ChIP-Seq experiments often suffer from data quality problems. A variety of ChIP-seq quality control and visualization tools have been developed. Examples include ChIPQC (Carroll et al., 2014), HiChIP (Yan et al., 2014), htSeqTools (Planet et al., 2012), and ChIPseeker (Yu et al., 2015); see Qin et al. (2016) for a comprehensive review. It has been observed that certain genomic regions frequently produce artifacts and noise in ChIP-Seq experiments. Such artifact regions are frequently associated with errors in the underlying genome assembly, sequence repeats, or genomic variability between different individuals, but often the exact cause of the observed artifacts remains elusive (Degner et al., 2009).
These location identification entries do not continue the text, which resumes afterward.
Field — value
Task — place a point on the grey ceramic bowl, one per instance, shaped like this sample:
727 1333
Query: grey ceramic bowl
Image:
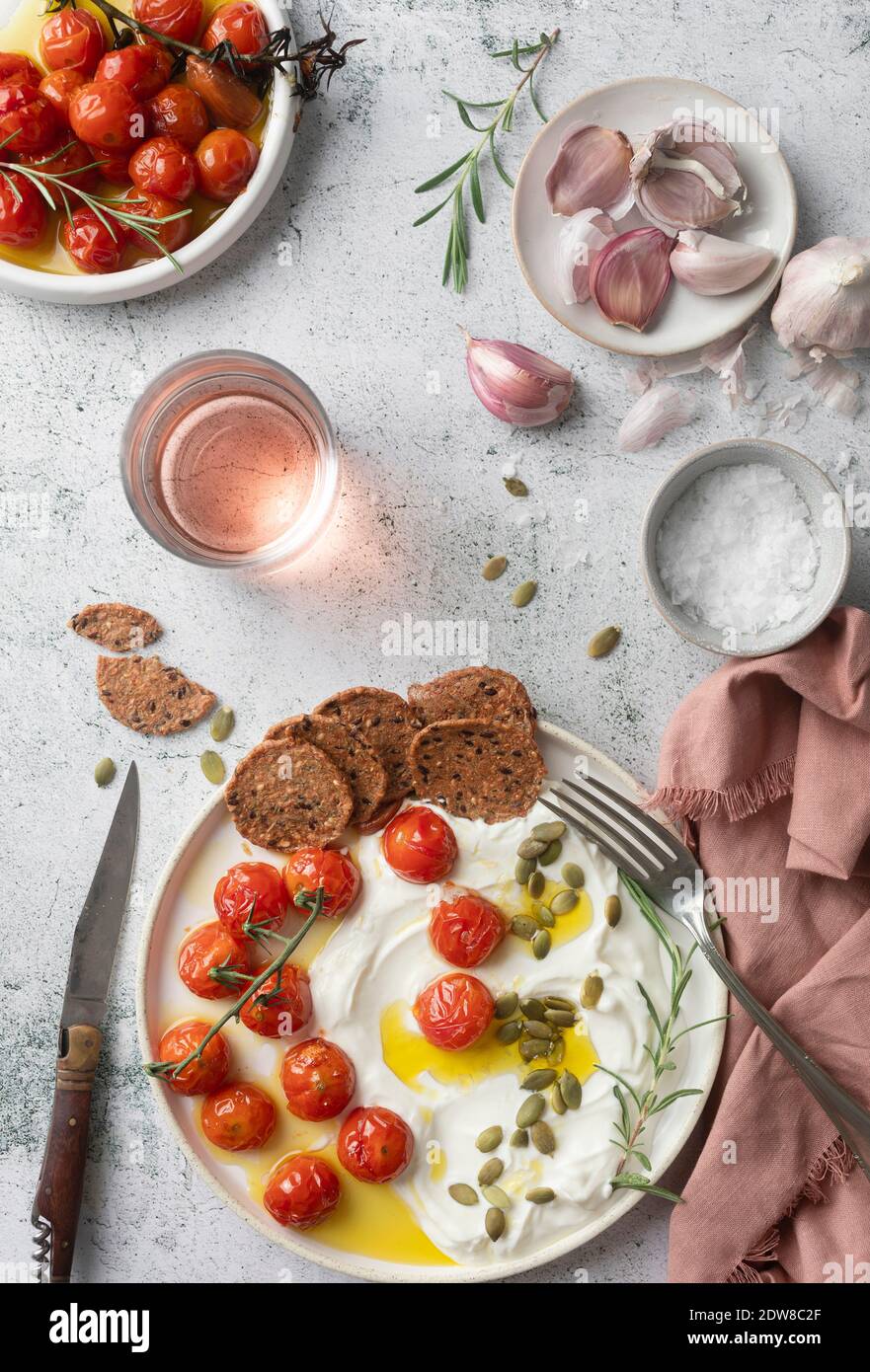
830 521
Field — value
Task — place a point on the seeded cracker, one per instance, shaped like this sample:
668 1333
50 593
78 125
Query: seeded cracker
120 629
386 722
474 693
287 795
351 753
151 699
478 769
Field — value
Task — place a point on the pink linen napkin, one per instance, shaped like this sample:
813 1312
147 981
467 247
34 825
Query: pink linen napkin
768 764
Usually, problematic genome regions are stored in a blacklist, and data points that map to blacklist regions are excluded from further analyses. Blacklists are an important part of ChIP-Seq analysis pipelines, and they are usually created using a time-consuming semiautomated process (Kundaje, 2019).
There are only a few methods to automate ChIP-Seq artifact region lists. GreyListChIP uses a probability model to identify regions of ChIP-Seq input replicates that exhibit high signal. These regions are likely to contain artifact peaks in ChIP replicates. The authors suggest removing reads aligning to this “gray list” of high read depth regions before peak calling (Brown, 2019). A second tool called DangerTrack uses a regression model based on mappability features to predict blacklist regions. The authors observed a high correlation between DangerTrack scores and ENCODE blacklist regions, but so far, a validation using ChIP-Seq experiments is still missing (Dolgalev et al., 2017). Our PeakPass algorithm (Wimberley, 2018) uses a supervised learning approach: starting from artifact regions derived from the ENCODE blacklist, and a large set of genomic features, we apply feature selection in combination with classification to produce a new genome-wide blacklist. Subsequently, we evaluate the quality of our blacklist using a large number of ChIP-Seq experiments.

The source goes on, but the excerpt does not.